A morte, o espelho e a vida, os mortos, a porta e os vivos, configuram um todo composto por entidades coexistentes, diferentes, dinâmicas e conflituais, mas interdependentes e interativas. Simbolizam um memento mori. Embora a morte, com a sua procissão de horrores, se anuncie como uma fatalidade, a salvação ou a condenação derivam dos benefícios e dos malefícios da provação terrena.

05. Livro de Horas. Circa1490., Bilioteca Mazarine, Paris.

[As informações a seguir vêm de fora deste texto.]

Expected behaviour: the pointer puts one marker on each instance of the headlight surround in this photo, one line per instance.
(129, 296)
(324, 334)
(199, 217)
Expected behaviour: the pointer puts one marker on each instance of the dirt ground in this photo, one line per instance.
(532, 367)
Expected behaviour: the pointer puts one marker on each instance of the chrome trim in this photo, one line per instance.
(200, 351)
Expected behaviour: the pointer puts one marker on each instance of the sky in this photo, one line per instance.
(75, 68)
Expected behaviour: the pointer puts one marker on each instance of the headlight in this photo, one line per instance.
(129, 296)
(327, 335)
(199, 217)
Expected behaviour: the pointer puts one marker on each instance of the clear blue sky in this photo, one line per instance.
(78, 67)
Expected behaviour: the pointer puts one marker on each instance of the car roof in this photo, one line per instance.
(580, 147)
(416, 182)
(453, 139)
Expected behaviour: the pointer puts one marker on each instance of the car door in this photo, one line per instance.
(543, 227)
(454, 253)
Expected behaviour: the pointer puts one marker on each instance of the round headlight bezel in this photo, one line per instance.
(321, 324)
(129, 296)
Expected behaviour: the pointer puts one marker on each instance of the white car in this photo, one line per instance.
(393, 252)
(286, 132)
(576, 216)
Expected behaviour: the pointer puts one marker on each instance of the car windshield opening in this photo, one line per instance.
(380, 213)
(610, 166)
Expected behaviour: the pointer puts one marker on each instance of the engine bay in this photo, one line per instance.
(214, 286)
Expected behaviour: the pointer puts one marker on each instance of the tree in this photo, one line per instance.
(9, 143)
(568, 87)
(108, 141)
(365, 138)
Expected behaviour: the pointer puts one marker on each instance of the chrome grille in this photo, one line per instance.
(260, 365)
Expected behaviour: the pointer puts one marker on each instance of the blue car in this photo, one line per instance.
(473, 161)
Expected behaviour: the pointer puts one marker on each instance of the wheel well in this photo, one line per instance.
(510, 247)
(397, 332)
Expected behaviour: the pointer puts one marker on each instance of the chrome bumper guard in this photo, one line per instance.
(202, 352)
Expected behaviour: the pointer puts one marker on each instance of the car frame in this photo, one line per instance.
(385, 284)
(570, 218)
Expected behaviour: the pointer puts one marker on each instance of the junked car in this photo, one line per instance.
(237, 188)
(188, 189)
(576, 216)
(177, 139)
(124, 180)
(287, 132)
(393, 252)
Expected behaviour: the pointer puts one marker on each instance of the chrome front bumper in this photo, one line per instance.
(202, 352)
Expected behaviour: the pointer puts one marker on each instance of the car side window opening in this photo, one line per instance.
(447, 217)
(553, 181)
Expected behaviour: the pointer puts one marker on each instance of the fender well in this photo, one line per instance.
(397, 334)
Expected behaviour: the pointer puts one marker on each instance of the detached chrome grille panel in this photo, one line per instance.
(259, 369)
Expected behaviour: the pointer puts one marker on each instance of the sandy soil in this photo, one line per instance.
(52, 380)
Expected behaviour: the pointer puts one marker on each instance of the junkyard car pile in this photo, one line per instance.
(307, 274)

Nas danças da morte de Wernhe von Zimmern e Matthaeus Merian (figuras 3 e 4), uma nobre bela vê-se a um espelho exibido por um esqueleto. Cada um engloba um duplo memento mori, o primeiro, o espelho da morte, contido no segundo, a dança macabra, dança que exprime a universalidade e a igualdade perante a morte: todos morremos sem distinções estatutárias. Cada “vivo” é precedido e seguido por esqueletos que o conduzem ao túmulo. Entre as figuras mais recorrentes, destacam-se um imperador, um rei, um papa, um monge e uma mulher bela, porventura nobre (Wikipedia: https://pt.wikipedia.org/wiki/Dan%C3%A7a_macabra).

06. Lukas Furtenagel. O pintor Hans Burgkmair e a sua esposa Anna. 1529. Vienna Kunsthistorisches Museum.

Na Idade Média, havia quem encarasse a beleza feminina como uma bênção. “Para além de um corpo e de um rosto perfeitos, a mulher bela é a incarnação do esplendor divino” (Jean-Jacques Wunenburger, Le Miroir, le Secret et le Sacré: https://ostium.sk/language/sk/le-miroir-le-secret-et-le-sacre/). No Discours de la beauté des dames, publicado postumamente em 1578, Ange Firenzula (1493-1543), escreve: “a beleza é percebida como um reflexo pelo qual se anima e brilha um mundo ideal, o universo da perfeição divina”. Umberto Eco confirma: característica do amor cortês, “a “donna angelicata“ tornou-se na via da salvação (…) um meio de ascender a Deus, já não motivo de erro, de pecado, (…) mas caminho para uma espiritualidade mais elevada” (Histoire de la beauté, 2004). Esta versão positiva da beleza feminina expande-se na arte do Renascimento (para o caso da poesia portuguesa, consultar: Micaela Ramon, «Tratado da beleza feminina segundo Camões. Entre imitação e invenção»: http://hdl.handle.net/1822/61304).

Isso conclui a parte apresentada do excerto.